Review by Judith Robinson
Soulpepper’s production of 39 Steps – Patrick Barlow’s 2005 adaptation of John Buchan’s 1915 novel – is fun, frolicking and witty. While the tension, passion and intrigue of Hitchcock’s 1935 film version lurks beneath the surface – this play is closer to Monty Python than a suspense movie. Fresh from his refreshing role in Incident at Vichy, the multi-talented Kawa Ada took the lead role of Richard Hannay – an innocent man plunged into the London underworld – after a mysterious woman was murdered in his flat. Like Alice in Wonderland, or Dorothy in Oz, he was forced into an unfamiliar terrain where he encountered weirdos wherever he went.
Of course there were love interests. Raquel Duffy played all of them – so well it was hard to recognize that she was the one taking all the roles. In blond or black wigs – high heels and sophisticated dresses or dowdy farm clothes – she perfectly embodied each role she took on – changing her diction, body language and gestures along the way.

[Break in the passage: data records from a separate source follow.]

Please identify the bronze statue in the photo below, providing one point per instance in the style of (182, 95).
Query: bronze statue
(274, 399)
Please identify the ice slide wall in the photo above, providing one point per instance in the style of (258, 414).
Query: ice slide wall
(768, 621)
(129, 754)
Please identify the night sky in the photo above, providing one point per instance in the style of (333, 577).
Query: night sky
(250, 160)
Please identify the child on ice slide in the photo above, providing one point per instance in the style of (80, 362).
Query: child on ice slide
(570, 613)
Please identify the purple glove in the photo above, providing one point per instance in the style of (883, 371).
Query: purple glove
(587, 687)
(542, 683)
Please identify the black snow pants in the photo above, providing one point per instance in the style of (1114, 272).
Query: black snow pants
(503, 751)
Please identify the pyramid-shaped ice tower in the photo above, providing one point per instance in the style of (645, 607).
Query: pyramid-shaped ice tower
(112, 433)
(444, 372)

All the secondary roles – and there were so many – were played by two exceptionally talented actors. Anand Rajaram and Andrew Shaver changed costumes faster than a flea could jump, and their amazing transitions between characters were depth defying. Both of them nailed their respective alter egos with grace and precision – speaking with authority and conviction in their new personas as inspectors, vaudevillian entertainers, innkeepers, farmers, professors – even if their roles only lasted for two minutes.
On top of being an excellent conductor of so many rapidly changing scenes and situations, director, Ravi Jain, proved himself to be an excellent movement coach and choreographer. During an extended scene on a train – the two supporting actors, and Ada, gyrated, pitched, groped, balanced and twirled – in positions a gymnast would envy. And Duffy’s Scottish jig, while balancing an extra long pole across her shoulders – with jackets and hats balanced on both ends – must have taken lots of practice.
André du Toit’s lighting was exquisite – Ken MacKenzie’s set design – earthy and symbolic. Verne Good’s authentic sound grounded the experience. Together the three designers put the audience on the train – rocking back and forth and experiencing the urgency of Ada’s furtive flight.This production is a hilarious journey into pure British farce. Soulpepper has had to add extra performances. 39 Steps is playing at the Young Centre until August 27th.
BTW; John Buchan, a nom de plume, was really Lord Tweedsmuir, Canada’s Governor General from 1935 – 40!